Neste artigo, vamos fazer um breve panorama da história ocidental e discutir as principais características do pós-modernismo. Descobriremos como podemos responder aos desafios pós-modernos e aproveitar suas oportunidades sem precedentes, tendo em vista que Deus está no controle da história.

Breve história do mundo ocidental

Pré-modernismo

Na Idade Média (período pré-moderno), acreditava-se que a verdade era privilégio de alguns grupos especiais. Uma pessoa comum não tinha a menor condição de alcançar a verdade sobre qualquer área. A verdade poderia ser encontrada somente no clero ou na igreja. Se você desejasse conhecer a verdade, iria conversar com um sacerdote. Sempre que os sacerdotes discordassem entre si ou não tivessem uma posição, a verdade seria decidida pelo papa ou por um dos grandes concílios da igreja.

Modernismo cristão

Durante a Reforma Protestante, a confiança das pessoas em grupos privilegiados começou a se fragmentar. Passou-se a acreditar que a verdade não residia mais na igreja, mas em declarações lógicas baseadas em meticulosa pesquisa bíblica. Sacerdotes, papas e nobres não tinham mais acesso à verdade do que qualquer outra pessoa. Qualquer um, com esforço e habilidade, poderia compreender a verdade através do estudo racional das Escrituras.

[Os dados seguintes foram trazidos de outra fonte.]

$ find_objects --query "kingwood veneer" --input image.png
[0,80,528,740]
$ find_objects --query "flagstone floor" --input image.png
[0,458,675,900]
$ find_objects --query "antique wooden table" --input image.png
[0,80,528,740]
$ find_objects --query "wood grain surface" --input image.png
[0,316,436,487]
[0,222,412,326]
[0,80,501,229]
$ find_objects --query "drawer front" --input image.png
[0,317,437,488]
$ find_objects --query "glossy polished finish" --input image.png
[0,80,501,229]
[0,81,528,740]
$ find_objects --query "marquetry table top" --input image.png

A visão de mundo sustentada pelo modernismo cristão predominava nos Estados Unidos durante o século 19. Foi nesse contexto social que o adventismo iniciou e fez sentido para a cultura norte-americana. Foi nesse contexto que os primeiros missionários adventistas tiveram bastante êxito em lugares como a Europa e a América do Sul. E hoje, em todos os lugares nos quais o modernismo cristão ainda predomina, o adventismo ainda alcança a sociedade predominante. Mas as áreas que vivem essa realidade estão diminuindo rapidamente.

Modernismo secular

Com o Iluminismo, o mundo experimentou uma mudança do modernismo cristão para o modernismo secular. Embora os meios intelectuais da Europa já estivessem passando por essa transição no século 18, o modernismo secular se tornou a visão de mundo predominante nos Estados Unidos apenas no início do século 20. A controvérsia entre evangélicos fundamentalistas e liberais, ocorrida na década de 1920, pode ser considerada o rito de passagem no qual o cristianismo conservador perdeu o contato com a sociedade predominante.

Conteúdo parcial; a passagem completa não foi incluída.